I open my mouth to spill everything. To let it all out so it doesn't fester and burn inside me anymore, but I can't. The moment passes and I shut my mouth.
“That skirt makes you look fat. I thought you should know. Since I'm your friend.” I put my hand on her arm. She throws it off, and punches me.
“You are such a bitch! If anyone's fat, it's you. I mean, can you say thunder thighs?” She slaps my leg.
“Ho.” I glare at her.
“Slut.”
We drop our serious faces and laugh. Those words, supposed to be used as insults, are teams of endearment. She gives me one last smile before she's out of the car and up the steps on her porch. She waves before she goes inside and I wave and honk as I pull out.
I turn on the radio, cranking it up. I don't even care what it
is. Once again, I've chickened out of telling her.
When my mother was first diagnosed, it took me a whole week to tell Tex and Jamie. I finally did it when we went out to get pizza after one of Jamie's track meets. We were discussing what the most unusual but delicious toppings are for pizza. Tex had just made the case for ranch dressing when I blurted it out. Just like that. They both stared at me, which made me cry. Tex took me out to Jamie's truck while Jamie paid and got to-go boxes. We ended up sitting in the parking lot while I told them everything. Once I started, I couldn't stop. That's how I am with secrets. Once I start to let it out, all this other stuff comes with it. Sometimes it's stuff I never even thought about, or knew I felt.

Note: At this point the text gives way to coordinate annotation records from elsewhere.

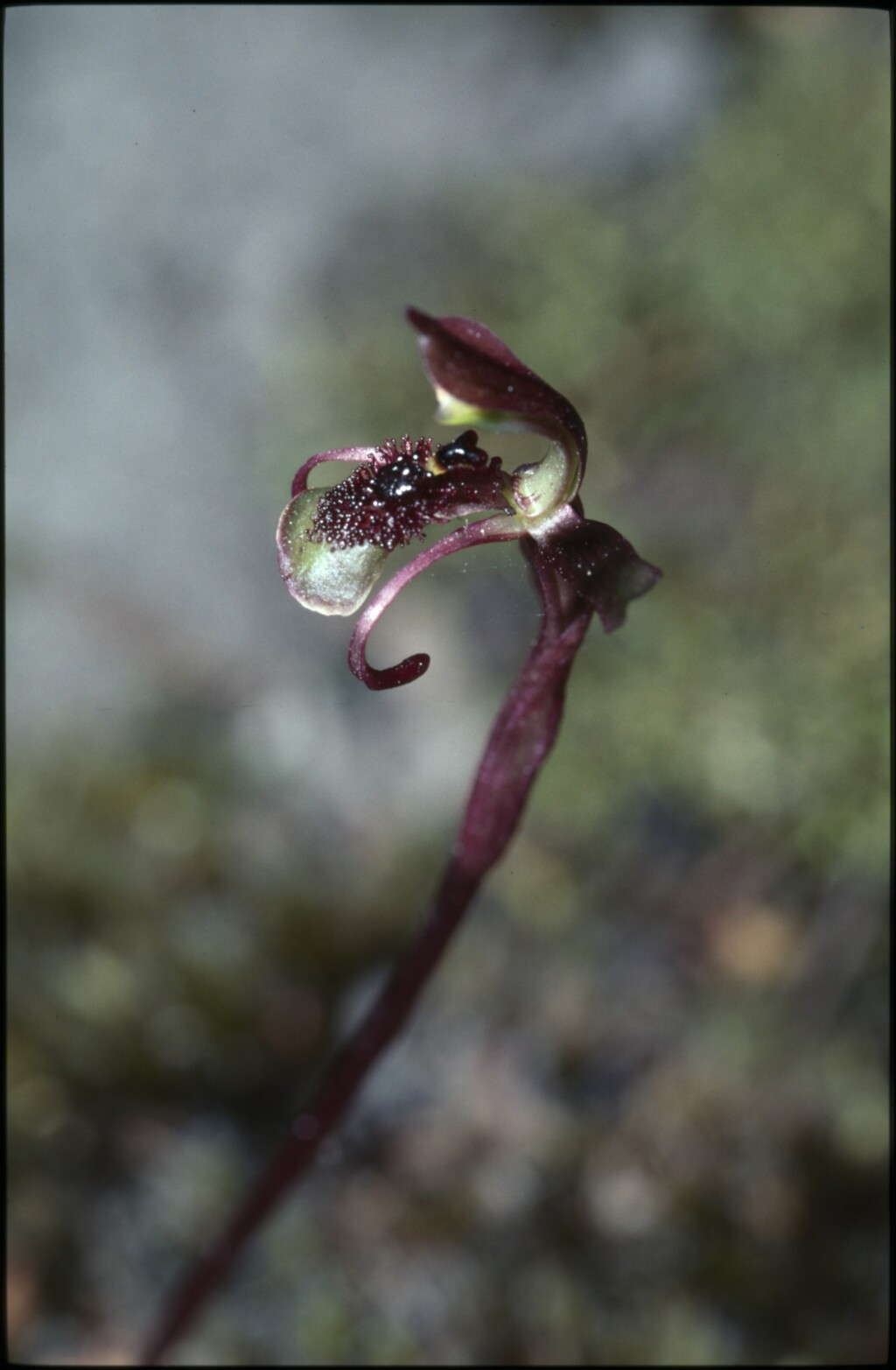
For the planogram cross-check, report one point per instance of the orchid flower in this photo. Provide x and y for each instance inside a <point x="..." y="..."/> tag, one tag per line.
<point x="333" y="544"/>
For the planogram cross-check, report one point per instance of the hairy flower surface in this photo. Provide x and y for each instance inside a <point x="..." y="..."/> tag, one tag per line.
<point x="333" y="543"/>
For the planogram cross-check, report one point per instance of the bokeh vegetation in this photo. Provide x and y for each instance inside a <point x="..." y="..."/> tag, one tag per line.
<point x="643" y="1114"/>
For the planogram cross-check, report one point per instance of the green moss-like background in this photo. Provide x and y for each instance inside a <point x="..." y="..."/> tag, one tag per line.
<point x="641" y="1117"/>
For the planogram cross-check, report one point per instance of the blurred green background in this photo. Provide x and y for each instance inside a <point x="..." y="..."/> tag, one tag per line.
<point x="641" y="1115"/>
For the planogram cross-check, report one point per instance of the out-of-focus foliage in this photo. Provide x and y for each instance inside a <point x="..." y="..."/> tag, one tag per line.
<point x="641" y="1115"/>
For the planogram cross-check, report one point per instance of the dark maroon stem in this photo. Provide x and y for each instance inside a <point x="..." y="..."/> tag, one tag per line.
<point x="521" y="739"/>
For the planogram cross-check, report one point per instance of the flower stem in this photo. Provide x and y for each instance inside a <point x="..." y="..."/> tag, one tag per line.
<point x="520" y="741"/>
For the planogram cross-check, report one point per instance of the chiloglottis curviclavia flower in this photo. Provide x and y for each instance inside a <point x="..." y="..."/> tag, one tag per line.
<point x="333" y="543"/>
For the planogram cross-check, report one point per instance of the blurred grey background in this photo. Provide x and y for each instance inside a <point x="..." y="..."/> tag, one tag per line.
<point x="641" y="1117"/>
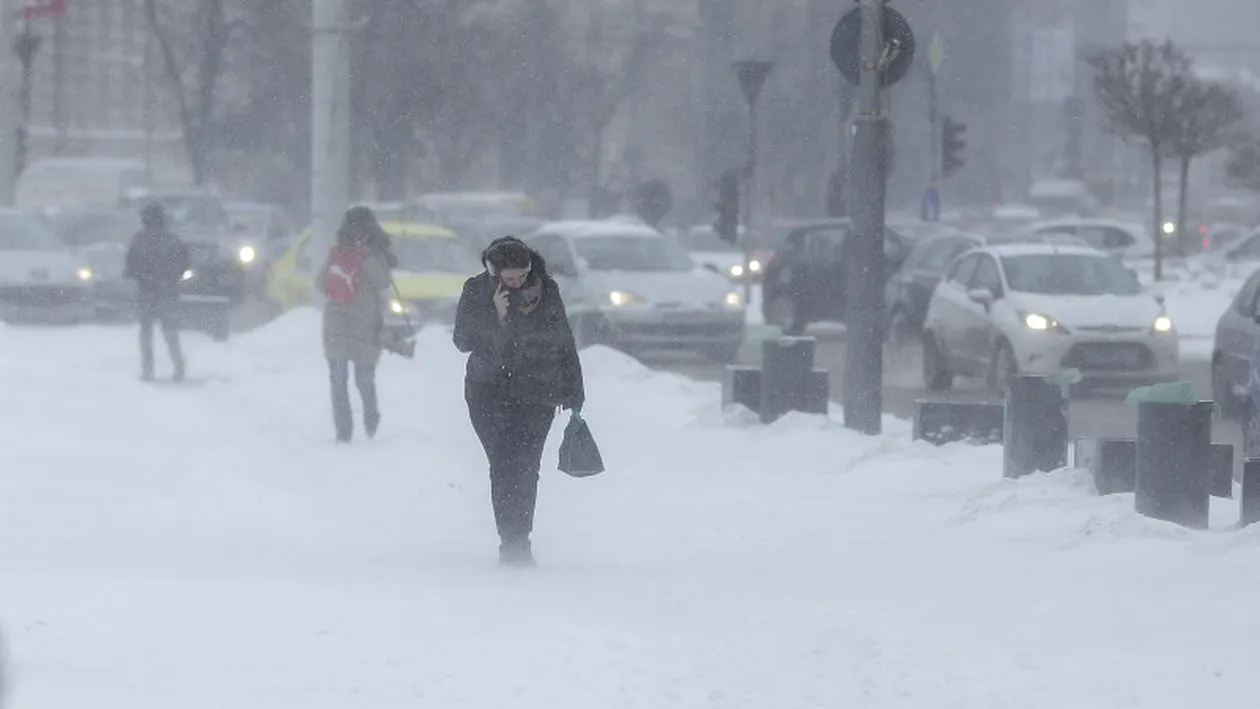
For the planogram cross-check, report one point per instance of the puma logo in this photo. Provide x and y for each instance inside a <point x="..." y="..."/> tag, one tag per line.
<point x="335" y="270"/>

After they'd hugged me and we'd had that moment, the only thing I could feel was embarrassed. I didn't want to do that again.
~^*^~
My mother calls me in the middle of school the next day on my new phone, saying she wants to take me shopping. I can't refuse, even though it means missing English. Part of me doesn't want to go with her, because I'm too tired to keep on my happy face. On the other hand, she's never called me out of school to go shopping before. It seems extravagant.
“Where are you going?” Tex says when I meet her in the hall after geometry.
“I have a doctor's appointment.” The lie comes easily. Some are harder than others.
“Lucky you.”
“Oh, yeah.” I use my finger to make a gun and pretend to shoot myself in the head. I tell her I'll see her later and shuffle off to the office. I come around the corner and see her waiting. I have to put my shoulders back and put on my happy Ava face.
She's got her everyday wig on, and she keeps putting her hands in it. I hope no one notices. She turns and sees me, her face breaking out into a smile, which makes my heart do this squeezed thing that makes it hard to breathe.